O quiproquó político só aumenta a tensão, diz o aliado de Michel Temer, que chegou à presidência do IBGE com a ascensão do atual mandatário.
"A pior coisa que poderíamos enfrentar hoje é um novo estado de desconfiança em relação à figura do presidente da República."
Castro é Graduado em economia pela UFRJ (1971) e em direito pela UERJ (1971), é mestre e doutor em Economia pela Universidade de Chicago. É presidente do IBGE e o principal acionista das empresas RC Consultores, Macroconsulting e SR Rating e da ARC Ratings. Também é presidente do Instituto Atlântico e coordenador do Movimento Brasil Eficiente.
Eis a entrevista.
Em que estágio estamos nesta recessão?
Ainda estamos regredindo. E, se olharmos à frente, vemos projeções menos favoráveis do que há seis meses. À medida que os meses de 2016 foram avançando, foi ficando claro que a reversão do processo recessivo será mais lenta e mais penosa, do ponto de vista do que mais nos interessa, que é a recuperação do emprego. Portanto, o quadro não é bom.

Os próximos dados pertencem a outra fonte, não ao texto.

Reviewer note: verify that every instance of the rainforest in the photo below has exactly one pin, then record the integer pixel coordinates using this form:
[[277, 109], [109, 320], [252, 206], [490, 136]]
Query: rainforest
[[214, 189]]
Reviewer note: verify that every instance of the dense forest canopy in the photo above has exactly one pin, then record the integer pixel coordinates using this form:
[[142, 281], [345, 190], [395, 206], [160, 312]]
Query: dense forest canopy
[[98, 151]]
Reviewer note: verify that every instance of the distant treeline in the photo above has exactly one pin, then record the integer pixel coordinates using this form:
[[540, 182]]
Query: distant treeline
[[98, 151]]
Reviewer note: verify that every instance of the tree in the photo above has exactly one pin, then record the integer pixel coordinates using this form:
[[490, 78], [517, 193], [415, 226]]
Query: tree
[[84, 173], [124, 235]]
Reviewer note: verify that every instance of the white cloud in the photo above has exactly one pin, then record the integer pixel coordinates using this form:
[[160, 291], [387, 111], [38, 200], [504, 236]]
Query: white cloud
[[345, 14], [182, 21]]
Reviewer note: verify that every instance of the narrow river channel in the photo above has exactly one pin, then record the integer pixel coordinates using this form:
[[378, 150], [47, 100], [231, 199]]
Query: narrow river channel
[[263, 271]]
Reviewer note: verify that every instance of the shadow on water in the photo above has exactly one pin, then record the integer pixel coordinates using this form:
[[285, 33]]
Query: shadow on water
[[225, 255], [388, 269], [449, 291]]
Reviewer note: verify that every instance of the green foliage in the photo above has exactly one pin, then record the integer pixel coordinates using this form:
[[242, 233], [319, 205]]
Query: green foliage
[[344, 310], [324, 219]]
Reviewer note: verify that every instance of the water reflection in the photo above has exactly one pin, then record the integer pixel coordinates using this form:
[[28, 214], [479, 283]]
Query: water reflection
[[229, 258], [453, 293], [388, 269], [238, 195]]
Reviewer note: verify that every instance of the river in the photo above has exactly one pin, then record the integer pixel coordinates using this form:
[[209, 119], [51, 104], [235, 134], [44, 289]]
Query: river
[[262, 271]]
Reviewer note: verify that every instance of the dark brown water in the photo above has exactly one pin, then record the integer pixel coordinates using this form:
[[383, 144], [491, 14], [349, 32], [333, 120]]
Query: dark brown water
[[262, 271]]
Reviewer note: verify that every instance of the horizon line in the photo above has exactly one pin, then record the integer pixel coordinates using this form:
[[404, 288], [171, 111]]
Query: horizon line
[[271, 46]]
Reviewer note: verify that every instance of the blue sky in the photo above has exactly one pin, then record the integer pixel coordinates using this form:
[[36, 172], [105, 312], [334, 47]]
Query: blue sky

A recessão vai se estender até 2017?
Essa recessão é um bicho diferente, que deveria suscitar um debate especial. Porque algo de muito ruim pode estar acontecendo na configuração das forças produtivas, uma disfuncionalidade entre os fatores de produção.

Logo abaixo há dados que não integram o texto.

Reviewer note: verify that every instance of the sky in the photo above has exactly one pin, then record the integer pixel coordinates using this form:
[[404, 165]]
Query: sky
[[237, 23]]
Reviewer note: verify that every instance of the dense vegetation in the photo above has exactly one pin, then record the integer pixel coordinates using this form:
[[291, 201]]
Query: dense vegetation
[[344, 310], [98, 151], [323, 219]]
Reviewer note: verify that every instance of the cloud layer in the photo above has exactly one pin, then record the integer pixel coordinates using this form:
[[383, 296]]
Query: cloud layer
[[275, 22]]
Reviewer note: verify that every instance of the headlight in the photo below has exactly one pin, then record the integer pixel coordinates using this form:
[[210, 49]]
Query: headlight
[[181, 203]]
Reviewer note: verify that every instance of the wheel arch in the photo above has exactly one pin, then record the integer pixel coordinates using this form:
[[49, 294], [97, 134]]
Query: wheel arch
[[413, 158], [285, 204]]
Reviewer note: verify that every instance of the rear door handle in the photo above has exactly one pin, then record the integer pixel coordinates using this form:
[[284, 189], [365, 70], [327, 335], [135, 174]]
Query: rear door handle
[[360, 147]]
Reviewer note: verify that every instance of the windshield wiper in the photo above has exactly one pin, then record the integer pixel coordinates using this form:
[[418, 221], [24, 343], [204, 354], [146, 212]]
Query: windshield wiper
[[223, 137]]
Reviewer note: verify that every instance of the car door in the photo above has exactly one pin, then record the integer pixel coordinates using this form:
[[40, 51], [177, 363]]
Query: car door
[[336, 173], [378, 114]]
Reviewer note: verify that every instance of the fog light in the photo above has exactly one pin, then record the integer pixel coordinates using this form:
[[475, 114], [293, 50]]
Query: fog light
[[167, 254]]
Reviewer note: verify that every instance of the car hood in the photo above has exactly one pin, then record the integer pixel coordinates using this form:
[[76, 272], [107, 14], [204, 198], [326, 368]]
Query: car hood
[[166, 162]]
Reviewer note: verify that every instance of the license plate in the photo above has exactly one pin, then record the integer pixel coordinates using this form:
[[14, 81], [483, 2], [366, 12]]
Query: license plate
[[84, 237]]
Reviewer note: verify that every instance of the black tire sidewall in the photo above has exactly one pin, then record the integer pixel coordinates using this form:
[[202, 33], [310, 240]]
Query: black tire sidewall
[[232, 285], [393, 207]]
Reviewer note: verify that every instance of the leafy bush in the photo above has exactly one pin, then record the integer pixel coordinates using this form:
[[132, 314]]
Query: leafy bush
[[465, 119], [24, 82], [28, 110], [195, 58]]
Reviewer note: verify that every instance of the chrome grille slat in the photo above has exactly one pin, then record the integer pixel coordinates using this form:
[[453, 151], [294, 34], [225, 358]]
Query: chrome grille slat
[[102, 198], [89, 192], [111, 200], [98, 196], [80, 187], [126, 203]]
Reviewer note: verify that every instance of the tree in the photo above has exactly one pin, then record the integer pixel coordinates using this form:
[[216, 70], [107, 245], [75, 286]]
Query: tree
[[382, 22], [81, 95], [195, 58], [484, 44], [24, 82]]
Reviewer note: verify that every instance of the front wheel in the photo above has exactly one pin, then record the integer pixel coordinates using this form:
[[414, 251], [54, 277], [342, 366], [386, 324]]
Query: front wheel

Nós não conseguimos fazer esse time jogar bem. Veja a seleção brasileira, uma rearticulação na cabeça do técnico fez emergir com os mesmos jogadores um outro time. Esse é o milagre que eu esperaria do governo. Não podemos trocar os jogadores. Algo há de errado na disposição desse time. As empresas entram mal em campo, as pessoas são desempregadas. Todos ficam desesperançados, a produtividade geral cai e o governo gasta demais, cobrando de todos para cobrir a gastança.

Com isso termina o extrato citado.